Kedua pelatihan di atas
ini, bertujuan meningkatkan kompetensi profesional dosen dalam memangku jabatan
fungsional, terutama dalam peningkatan keterampilan pedagogi.
Program Pekerti dan AA
mulai dikembangkan pada tahun 1993 dan telah mengalami berbagai perubahan
dengan maksud agar dapat mengakomodasi kebutuhan masing-masing perguruan
tinggi.
Dan sejak Peraturan
Pemerintah Nomor 19 Tahun 2005 tentang standar nasional pendidikan diterbitkan,
Dikti memberikan otonomi dalam menyelenggarakan Pekerti kepada masing-masing
perguruan tinggi mengacu kepada materi yang didesain oleh Dikti, sehingga
setiap perguruan tinggi berkesempatan menyelenggarakan Pekerti tanpa harus
menunggu kegiatan diselenggarakan oleh Dikti yang tempatnya terbatas untuk
seluruh PTS yang ada.
Namun, mungkin
disayangkan tata pengelolanya terkesan kurang elok, dan mengarah pada approach
politis dan proyekalisasi. Di samping, proses pengelolaan pelatihan agak kaku
dan monoton bersifat doktrinisasi _ terkesan memaksakan konsep tanpa dinamis.

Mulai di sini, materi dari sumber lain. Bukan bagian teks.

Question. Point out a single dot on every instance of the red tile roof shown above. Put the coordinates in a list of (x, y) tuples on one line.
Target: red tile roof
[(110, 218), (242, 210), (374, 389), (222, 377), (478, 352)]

Hal ini, membuat peserta mengikuti merasa terpaksa diikuti_ terbayangi rasa
takut tak dianugerahi kelulusan bersertifikatan,__ sungguh disayangkan dan
menyedihkan.
Alangkah eloknya
Pelatihan Pekerti, agar berbudi pekerti sehingga dimengerti dan menyegarkan
juga mencerahkan. Mungkin eloknya,
Materi diupayakam tidak
terlalu banyak, dikarena terkesan monoton sehingga melelahkan bagi peserta.
Apalagi pemateri masih terkesan kurang memadai dan kaku di dalam power
keilmuwan. Alangkah baiknya Pekerti, proses pelaksanaan dipertajam esensi pada
tujuan utamanya untuk membuat RPPS dan tindakan kelas yang sangat urgen
berkaitan.
Mestinya, peserta
diklarifikasi, berdasarkan kadar pengetahuan yang telah dialaminya, terutama
yang telah melakukan / ikut sebagai tim akreditasi di kampusnya masing_masing.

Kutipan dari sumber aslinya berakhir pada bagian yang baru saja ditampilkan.